The life settlement industry is emerging as a popular option for seniors to receive cash payments through the sale of existing life insurance policies to third parties, who assume future premium payments and collect the death benefits upon maturity. Elders can then use this lump sum however they choose—often to cover long-term care costs. According to the Life Insurance Settlement Association, “candidates for life settlements are typically age 65 or older and own a life insurance policy with a face value amount in excess of $100,000.” Viatical settlements are similar except that the original policyholder is usually terminally ill and has a defined life expectancy of less than two years.

Another relatively new option is life care funding or life insurance conversion. Instead of receiving a lump sum from the sale of a life insurance policy, the original owner receives a specific dollar amount worth of elder care services in the form of a “long-term care” or “life care” benefit account. This account must be used to pay for the provision of services like home care directly. Again, the third party who buys the life insurance policy assumes the premium payments and subsequently collects the death benefit when the original policyholder dies. Unlike settlements, life care funding will not affect a senior’s Medicaid eligibility if done properly.
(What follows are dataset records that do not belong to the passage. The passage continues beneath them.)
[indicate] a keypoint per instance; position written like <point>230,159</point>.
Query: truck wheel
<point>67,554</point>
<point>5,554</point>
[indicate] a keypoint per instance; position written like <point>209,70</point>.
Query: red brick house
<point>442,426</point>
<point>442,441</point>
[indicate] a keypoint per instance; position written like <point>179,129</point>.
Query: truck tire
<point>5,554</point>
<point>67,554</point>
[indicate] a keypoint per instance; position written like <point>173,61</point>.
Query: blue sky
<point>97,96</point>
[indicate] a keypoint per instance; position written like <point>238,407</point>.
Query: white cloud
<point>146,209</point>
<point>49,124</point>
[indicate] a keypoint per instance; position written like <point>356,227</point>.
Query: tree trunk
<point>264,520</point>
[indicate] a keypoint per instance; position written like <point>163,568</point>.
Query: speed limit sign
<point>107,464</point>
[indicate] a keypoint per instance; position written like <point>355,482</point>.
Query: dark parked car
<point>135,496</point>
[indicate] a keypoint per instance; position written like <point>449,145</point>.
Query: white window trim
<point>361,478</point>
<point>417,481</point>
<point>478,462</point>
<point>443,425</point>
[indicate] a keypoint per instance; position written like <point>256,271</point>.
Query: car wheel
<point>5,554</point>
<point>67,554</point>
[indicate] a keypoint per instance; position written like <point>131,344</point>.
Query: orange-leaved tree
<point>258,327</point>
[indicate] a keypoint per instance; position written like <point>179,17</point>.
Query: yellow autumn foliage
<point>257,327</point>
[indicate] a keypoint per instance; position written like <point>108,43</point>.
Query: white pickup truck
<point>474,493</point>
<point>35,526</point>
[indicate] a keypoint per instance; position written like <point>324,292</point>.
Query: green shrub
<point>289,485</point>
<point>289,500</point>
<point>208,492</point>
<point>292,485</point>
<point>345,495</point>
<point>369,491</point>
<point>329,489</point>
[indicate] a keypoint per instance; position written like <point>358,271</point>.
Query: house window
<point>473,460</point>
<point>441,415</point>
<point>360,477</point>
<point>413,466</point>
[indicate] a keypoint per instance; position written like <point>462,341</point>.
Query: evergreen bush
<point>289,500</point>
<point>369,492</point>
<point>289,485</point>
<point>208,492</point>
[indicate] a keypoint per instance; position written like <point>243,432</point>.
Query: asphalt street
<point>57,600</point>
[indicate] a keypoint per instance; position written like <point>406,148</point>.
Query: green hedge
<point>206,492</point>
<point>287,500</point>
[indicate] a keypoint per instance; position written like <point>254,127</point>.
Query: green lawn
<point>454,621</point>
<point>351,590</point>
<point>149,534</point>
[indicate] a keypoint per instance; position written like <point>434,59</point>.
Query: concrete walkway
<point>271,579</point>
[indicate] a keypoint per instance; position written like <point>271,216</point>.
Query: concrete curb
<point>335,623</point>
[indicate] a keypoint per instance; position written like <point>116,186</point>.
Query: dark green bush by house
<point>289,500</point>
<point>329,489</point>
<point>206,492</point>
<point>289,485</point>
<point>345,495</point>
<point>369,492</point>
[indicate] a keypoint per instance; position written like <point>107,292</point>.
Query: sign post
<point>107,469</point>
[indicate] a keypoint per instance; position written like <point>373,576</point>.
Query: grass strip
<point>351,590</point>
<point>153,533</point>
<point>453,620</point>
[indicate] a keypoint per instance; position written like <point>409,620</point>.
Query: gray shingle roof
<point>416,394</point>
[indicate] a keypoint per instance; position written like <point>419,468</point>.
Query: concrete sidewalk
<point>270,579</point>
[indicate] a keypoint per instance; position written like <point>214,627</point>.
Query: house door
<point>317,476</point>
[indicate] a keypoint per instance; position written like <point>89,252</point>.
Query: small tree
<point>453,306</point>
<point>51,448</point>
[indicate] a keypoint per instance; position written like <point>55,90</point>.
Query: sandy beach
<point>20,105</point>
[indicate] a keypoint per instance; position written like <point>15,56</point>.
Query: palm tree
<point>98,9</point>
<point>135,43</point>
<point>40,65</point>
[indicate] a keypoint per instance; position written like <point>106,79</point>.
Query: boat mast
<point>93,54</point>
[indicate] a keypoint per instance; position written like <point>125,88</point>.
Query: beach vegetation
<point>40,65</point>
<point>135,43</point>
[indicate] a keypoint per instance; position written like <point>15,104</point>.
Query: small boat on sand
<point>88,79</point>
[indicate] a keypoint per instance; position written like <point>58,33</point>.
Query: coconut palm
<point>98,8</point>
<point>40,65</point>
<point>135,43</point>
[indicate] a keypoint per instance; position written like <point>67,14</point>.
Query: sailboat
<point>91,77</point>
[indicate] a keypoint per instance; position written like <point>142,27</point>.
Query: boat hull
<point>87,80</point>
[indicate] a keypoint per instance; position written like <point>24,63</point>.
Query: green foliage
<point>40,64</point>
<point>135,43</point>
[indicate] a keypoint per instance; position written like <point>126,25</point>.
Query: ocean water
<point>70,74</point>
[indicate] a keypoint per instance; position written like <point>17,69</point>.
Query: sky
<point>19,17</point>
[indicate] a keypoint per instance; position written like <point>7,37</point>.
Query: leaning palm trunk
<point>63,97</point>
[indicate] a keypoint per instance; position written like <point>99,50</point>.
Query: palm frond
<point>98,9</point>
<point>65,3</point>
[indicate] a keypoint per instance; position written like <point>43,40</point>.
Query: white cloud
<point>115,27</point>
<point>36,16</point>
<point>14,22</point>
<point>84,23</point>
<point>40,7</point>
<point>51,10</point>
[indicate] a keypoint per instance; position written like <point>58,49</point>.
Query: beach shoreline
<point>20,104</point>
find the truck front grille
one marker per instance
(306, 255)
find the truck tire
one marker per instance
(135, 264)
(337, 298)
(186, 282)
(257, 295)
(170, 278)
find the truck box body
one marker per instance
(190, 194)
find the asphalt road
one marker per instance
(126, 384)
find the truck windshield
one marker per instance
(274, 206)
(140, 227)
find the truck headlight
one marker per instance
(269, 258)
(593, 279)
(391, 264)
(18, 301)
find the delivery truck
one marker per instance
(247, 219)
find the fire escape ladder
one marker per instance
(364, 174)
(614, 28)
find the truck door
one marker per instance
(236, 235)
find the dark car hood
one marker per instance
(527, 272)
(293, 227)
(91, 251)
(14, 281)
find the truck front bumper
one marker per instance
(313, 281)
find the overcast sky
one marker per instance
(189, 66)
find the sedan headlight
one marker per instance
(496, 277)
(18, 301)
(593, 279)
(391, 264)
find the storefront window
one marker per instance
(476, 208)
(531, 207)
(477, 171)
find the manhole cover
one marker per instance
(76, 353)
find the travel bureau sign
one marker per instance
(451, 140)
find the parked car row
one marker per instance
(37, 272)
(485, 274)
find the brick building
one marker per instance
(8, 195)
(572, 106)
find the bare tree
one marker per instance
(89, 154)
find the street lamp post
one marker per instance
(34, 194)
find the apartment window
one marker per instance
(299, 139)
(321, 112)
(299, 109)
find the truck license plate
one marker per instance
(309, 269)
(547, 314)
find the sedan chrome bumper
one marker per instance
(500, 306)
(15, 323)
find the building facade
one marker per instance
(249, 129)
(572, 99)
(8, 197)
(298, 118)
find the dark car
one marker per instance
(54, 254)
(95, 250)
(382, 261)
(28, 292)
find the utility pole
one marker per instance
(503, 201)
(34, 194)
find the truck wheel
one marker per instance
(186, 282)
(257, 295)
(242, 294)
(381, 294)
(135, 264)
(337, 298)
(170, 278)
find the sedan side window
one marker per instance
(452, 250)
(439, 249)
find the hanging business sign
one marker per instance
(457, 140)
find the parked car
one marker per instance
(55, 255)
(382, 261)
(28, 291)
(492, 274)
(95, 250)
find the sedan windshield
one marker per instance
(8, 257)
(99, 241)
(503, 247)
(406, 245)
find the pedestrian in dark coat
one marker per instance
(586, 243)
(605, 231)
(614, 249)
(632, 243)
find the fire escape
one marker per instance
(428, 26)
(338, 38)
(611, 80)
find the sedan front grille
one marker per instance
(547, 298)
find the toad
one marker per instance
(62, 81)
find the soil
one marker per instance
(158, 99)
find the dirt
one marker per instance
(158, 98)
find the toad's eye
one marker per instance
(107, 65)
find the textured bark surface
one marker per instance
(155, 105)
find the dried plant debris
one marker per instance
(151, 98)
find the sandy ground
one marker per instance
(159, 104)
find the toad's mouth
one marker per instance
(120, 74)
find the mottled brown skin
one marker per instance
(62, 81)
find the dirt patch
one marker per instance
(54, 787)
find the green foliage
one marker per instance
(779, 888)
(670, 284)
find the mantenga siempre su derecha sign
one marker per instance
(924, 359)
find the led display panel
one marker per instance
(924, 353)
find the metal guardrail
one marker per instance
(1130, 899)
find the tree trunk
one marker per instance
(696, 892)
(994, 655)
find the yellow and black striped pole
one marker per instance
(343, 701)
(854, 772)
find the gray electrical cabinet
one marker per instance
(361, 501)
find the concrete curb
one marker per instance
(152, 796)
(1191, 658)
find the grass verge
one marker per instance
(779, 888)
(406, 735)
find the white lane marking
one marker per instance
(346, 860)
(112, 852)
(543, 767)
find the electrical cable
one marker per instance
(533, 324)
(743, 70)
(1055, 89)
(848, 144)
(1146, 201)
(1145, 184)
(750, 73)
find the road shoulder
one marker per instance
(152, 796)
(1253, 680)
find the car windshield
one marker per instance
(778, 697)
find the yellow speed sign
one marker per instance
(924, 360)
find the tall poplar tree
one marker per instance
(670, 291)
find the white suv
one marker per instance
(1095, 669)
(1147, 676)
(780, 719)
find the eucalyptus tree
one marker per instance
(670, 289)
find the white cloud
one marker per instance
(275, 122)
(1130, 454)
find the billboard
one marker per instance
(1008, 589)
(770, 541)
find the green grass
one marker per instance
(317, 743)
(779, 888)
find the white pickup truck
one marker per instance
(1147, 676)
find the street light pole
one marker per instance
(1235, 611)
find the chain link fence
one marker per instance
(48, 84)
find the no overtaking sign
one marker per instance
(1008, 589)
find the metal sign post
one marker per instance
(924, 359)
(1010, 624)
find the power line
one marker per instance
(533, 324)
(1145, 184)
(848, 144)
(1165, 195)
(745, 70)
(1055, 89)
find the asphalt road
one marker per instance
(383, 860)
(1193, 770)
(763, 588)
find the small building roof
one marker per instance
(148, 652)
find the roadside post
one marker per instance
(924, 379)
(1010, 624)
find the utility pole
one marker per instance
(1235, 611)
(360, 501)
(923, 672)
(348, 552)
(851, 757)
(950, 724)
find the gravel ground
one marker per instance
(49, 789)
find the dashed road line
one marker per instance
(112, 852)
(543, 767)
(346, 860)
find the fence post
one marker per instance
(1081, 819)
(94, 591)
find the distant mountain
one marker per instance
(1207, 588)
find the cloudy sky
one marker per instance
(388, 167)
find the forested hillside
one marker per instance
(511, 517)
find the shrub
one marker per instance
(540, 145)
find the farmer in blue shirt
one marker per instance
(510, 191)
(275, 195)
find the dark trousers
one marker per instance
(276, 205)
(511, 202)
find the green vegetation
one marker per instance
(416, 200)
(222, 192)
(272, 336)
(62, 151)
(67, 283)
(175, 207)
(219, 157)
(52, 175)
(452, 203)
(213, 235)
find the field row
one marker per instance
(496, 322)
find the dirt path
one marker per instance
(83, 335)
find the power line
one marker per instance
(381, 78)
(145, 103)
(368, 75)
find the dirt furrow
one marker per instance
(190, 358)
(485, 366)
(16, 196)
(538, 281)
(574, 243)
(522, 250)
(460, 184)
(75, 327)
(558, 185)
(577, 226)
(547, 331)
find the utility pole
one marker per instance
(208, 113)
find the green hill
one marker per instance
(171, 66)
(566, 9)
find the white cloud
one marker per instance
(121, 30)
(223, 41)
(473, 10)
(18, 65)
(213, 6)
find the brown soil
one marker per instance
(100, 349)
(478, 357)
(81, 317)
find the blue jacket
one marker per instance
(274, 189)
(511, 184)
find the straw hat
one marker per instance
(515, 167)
Veterans Benefits That Cover In-Home Care

Using VA Health Benefits to Pay for Home Care

The Veterans Health Administration (VHA) Standard Medical Benefits Package may be used to provide various levels of home care services as an alternative to nursing home care and as a way to get respite care at home for veterans and their family caregivers. The VA’s Skilled Home Health Care Services (SHHC), Homemaker and Home Health Aide Services (H/HHA), and Home-Based Primary Care programs are available to all veterans who meet eligibility requirements for standard benefits, although some additional conditions may apply.